Опять я все испортил! Надо было поцеловать ее в щеку тогда, тогда, когда мы сидели после уроков в незнакомом дворе, болтали словами и ногами, отражались в глазах друг у друга. Но я побоялся ее задеть своими очками. Мол, задену ее раньше времени холодным металлом и все, момент исперчен, все испорчено. 

А теперь только горечь жжет горло. 

***

С очками Настя стала словно счастливей и независимей, а я, наоборот, потерялся. Мне казалось, что только из-за нехватки очков я ей и нужен был. 

Зато в классе случился целый аншлаг шуток про нас, Настю, про меня, про очки. Что Настины очки – это все моих рук дело, что это я ее околдовал, что… 

Благо два очкарика в классе – не один. Уникальность стирается, и интерес быстро проходит. Все забывается.

***

Каким же я был тогда глупым первоклассником! Мы с Настей потом много раз вспоминали и смеялись друг над другом. 

Да и у многих через года три-четыре после нас зрение начало падать. Переиграли в компики, и на тебе – четвертая часть мальчиков в параллели теперь очкарики. А еще через пару лет мы вообще оказались в тренде. Многие начали себе заказывать оправы и ходить со стеклами-нулевками. Как часть стиля. 

В моей семье несовершенное зрение да и вообще очки были в новинку, потому что все жили с полной уверенностью в том, что никакой наследственной склонности у меня нет. Когда же моя мама поняла, что за зверь – плохое зрение, она расписала мои походы к офтальмологу на год вперед, каким-то чудом смогла прочитать рецепт врача и напокупала капель и таблеток, отдала на бадминтон, наконец, – чтобы зоркость глаз сохранять. 

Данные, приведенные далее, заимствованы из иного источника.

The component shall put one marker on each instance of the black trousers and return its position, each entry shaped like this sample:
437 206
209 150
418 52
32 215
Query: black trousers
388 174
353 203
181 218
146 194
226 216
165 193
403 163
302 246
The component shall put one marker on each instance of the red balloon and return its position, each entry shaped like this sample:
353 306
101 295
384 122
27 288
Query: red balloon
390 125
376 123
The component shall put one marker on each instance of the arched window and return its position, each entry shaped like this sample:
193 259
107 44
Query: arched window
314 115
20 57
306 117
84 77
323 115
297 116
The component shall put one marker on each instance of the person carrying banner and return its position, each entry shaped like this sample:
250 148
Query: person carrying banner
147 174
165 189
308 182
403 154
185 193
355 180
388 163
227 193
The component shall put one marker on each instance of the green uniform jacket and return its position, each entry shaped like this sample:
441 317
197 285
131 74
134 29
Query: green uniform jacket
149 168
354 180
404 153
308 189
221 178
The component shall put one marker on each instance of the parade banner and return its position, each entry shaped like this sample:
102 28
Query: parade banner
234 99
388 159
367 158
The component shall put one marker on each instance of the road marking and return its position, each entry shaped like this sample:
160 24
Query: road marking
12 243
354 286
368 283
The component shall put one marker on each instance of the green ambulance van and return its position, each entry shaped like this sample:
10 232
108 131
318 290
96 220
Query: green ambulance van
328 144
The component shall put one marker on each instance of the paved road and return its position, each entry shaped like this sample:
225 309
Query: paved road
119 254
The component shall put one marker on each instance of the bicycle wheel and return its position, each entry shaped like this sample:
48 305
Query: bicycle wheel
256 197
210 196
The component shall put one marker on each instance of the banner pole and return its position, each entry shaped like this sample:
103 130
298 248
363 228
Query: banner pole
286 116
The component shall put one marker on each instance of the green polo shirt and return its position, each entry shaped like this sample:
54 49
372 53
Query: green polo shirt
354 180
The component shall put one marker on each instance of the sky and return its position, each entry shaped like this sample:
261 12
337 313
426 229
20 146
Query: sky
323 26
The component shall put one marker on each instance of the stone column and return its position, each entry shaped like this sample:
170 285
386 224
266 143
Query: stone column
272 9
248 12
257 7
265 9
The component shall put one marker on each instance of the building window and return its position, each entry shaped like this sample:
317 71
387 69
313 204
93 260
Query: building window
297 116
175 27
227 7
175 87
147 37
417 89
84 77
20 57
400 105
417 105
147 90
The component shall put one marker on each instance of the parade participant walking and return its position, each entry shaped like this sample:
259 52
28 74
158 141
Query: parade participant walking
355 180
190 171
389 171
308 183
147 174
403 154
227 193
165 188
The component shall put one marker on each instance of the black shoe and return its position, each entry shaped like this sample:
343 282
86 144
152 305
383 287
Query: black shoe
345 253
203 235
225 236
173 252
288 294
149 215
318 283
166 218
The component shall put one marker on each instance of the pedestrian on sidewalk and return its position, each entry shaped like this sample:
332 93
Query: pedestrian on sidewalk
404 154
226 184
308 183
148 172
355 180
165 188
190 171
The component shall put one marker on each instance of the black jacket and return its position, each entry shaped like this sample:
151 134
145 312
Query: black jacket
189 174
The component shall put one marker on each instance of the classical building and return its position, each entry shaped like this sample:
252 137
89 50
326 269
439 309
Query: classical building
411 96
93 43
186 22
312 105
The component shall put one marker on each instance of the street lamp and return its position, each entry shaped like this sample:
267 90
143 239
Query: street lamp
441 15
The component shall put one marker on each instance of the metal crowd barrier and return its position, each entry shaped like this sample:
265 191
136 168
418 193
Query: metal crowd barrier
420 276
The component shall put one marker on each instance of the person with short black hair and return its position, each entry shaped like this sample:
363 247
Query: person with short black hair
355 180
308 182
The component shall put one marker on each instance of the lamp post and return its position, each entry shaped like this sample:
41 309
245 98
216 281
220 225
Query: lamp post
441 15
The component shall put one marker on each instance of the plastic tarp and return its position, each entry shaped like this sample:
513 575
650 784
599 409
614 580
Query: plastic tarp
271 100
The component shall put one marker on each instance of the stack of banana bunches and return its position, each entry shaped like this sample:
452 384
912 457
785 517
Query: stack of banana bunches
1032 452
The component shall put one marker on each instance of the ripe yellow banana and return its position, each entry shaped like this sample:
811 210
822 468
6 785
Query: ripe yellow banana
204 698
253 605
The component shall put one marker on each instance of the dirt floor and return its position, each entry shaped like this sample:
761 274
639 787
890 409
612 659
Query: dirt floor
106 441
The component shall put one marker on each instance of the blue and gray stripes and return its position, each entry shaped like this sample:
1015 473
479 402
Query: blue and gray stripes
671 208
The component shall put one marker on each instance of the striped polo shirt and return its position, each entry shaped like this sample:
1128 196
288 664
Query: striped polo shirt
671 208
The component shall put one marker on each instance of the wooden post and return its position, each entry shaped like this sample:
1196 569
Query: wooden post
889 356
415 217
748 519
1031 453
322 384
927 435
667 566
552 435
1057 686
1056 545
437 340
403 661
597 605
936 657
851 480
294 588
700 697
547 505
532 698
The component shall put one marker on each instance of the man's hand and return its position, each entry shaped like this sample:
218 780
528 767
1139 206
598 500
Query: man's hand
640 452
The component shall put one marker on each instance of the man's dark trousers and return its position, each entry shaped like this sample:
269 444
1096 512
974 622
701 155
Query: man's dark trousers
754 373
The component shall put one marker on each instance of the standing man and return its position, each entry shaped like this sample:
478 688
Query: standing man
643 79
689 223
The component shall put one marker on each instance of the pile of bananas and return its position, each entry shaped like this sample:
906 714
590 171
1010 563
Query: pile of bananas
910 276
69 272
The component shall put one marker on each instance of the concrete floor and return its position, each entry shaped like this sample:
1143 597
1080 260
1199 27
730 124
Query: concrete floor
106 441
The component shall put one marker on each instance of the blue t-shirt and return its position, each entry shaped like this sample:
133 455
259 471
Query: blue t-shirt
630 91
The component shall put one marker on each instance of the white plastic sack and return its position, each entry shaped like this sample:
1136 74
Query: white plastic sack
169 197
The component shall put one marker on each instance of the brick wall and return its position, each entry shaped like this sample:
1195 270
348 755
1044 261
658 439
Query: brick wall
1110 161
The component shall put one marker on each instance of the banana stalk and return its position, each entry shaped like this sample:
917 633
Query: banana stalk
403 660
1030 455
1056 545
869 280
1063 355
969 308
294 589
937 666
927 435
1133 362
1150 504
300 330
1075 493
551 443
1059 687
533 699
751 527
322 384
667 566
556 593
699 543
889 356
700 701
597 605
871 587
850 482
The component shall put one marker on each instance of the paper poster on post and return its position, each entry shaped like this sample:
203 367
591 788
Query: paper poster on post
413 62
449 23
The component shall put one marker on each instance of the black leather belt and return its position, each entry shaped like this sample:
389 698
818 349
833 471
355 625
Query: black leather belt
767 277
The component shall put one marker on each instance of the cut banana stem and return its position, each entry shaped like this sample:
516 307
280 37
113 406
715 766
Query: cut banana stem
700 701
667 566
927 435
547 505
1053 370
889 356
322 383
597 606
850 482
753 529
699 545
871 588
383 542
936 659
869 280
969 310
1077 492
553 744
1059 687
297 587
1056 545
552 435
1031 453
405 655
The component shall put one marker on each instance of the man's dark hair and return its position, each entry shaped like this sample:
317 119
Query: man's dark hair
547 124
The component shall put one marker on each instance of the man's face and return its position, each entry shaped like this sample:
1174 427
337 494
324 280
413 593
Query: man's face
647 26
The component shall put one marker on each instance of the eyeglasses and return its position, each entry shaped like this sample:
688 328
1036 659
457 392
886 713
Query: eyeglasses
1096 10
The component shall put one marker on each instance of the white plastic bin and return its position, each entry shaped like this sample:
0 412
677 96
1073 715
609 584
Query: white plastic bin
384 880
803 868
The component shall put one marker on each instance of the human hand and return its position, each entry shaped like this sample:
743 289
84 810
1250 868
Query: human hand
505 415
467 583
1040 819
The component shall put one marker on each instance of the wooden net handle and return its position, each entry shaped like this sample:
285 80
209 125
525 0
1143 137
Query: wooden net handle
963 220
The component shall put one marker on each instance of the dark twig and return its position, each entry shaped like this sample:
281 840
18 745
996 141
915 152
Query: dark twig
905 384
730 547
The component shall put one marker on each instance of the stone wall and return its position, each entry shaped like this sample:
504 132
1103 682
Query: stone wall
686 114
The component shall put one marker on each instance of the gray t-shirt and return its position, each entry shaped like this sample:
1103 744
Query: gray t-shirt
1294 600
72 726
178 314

Зрение в лучшую сторону, конечно, не изменялось. В отличие от меня. Хотя… Поднял себе самооценку, понял – иногда даже хорошо ничего не видеть. Вот сидишь, тебе от мира тошно-тошно, а снял очки и все – нет никакого мира. Все плывет в неясной перспективе.

***

Настя же попросила родителей отдать ее в художку. Она как человек с плохим зрением больше всего в жизни любила наблюдать. “Когда знаешь, что потеряешь что-то, невольно это фиксируешь, фотографируешь у себя в голове”, – любила говорить она мне. 

Действительно, когда имеешь – не дорожишь, когда теряешь – начинаешь остро чувствовать нехватку. Со зрением эта истина очень хорошо работает. 

***

Совершенно тогда не заметив и отвлекшись на вещи куда более важные, мы стали первыми мальчиком и девочкой класса. Казались сильнее и мудрее других. 

И вот, заканчиваем школу. Отношения наши встали. Зрение, правда, тоже. Ведь все в жизни – вопрос времени с плохим или хорошим на то ответом. И если зрение ясно в какую сторону будет держать путь, то мы с Настей – не особо. Мы топтались на одном месте, как первоклассники на линейке, которым сказали, мол, стойте за этой белой чертой, а мы на нее все равно наступали. 

Правда же в том, что все мы немного очкарики. И близоруких по жизни больше, чем дальнозорких. Каждый близорук в чем-то своем: в любви, отношениях, науке, бюджете… 

И вот, я, как первоклассник перед чертой на линейке в своих новых ботиночках и с букетом для Марь Иванны, топчусь каждый день перед зеркалом и думаю, может ли быть, что первая любовь – последняя, в смысле единственная. Пытаюсь найти ответ в своих бегающих глазах и не могу увидеть решения, ведь жизнь не задачка по математике. И я не знаю, как бы не сделать так, чтобы все испортить. Я близорук.